Wenn man sich die Lage in der Ukraine ansieht, ist eines klar: Der Schutz von Energie- und Versorgungseinrichtungen ist längst mehr als eine technische Frage, es geht ums nackte Überleben. Selenskyj hat, ein wenig wie ein Jongleur auf dünnem Drahtseil, seinen Partnerländern nahegelegt, auf ein Abkommen zu drängen, das – flankiert von internationalen Garantien – den schier endlosen Schlagabtausch auf lebenswichtige Infrastruktur beendet.
Misstrauen und Erwartungshaltung
Gleichzeitig klingt bei Selenskyj Skepsis an: Er lobt den Vorschlag und schränkt zugleich ein, dass es echte, verbindliche Sicherungen braucht – Absichtserklärungen allein reichen nicht. Er stellt den Stopp ukrainischer Angriffe auf russische Energieeinrichtungen ausdrücklich unter den Vorbehalt „verlässlicher, dauerhafter Garantien“ – und, kleines Detail am Rande, auch, dass diese Absicherung nicht plötzlich mit einer russischen Wahl verschwindet.
Trumps Einwurf und Selenskyjs Relativierung
Kurz zuvor hatte Donald Trump das Thema mit kräftiger Geste ins Rampenlicht gerückt und behauptet, Russland und die Ukraine hätten zugesagt, keine Angriffe mehr auf die kritische Infrastruktur des jeweils anderen zu fliegen.
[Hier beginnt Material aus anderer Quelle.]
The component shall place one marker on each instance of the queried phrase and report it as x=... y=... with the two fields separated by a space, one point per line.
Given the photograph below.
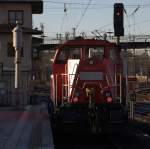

Selenskyj selbst reagiert jedoch zurückhaltender und pocht auf Kontrollmechanismen – ein Unterschied wie Tag und Nacht.
Ob Russland überhaupt bereit ist, auf den ukrainischen Vorschlag einzugehen, bleibt übrigens weiter ungewiss; eine offizielle Stellungnahme dazu gibt es noch nicht. Alles dreht sich also weiterhin im Nebel des Krieges: große Ankündigungen, aber keine Klarheit, wie der Weg zu echten Garantien aussehen könnte.
Strategische Bedeutung der Energieangriffe
Gerade in den letzten Monaten ist der Beschuss von Umspannwerken, Stromwerken und Lebensmitteldepots zur traurigen, beinahe alltäglichen Routine geworden. Stromausfälle und Einschränkungen der Versorgung treffen Millionen von Ukrainerinnen und Ukrainern; der Alltag schwankt zwischen kaltem Licht und der Angst vor dem nächsten Ausfall.
Das Gegenstück: Die Ukraine geht verstärkt gegen russische Raffinerien vor – nicht nur Vergeltung, sondern Versuch, dem Gegner auf diesem Spielfeld den Wind aus den Segeln zu nehmen. Diese Eskalationsspirale bekommt nun mit Selenskyjs Vorschlag einen möglichen Dämpfer – zumindest, wenn beide Seiten sich einlassen würden.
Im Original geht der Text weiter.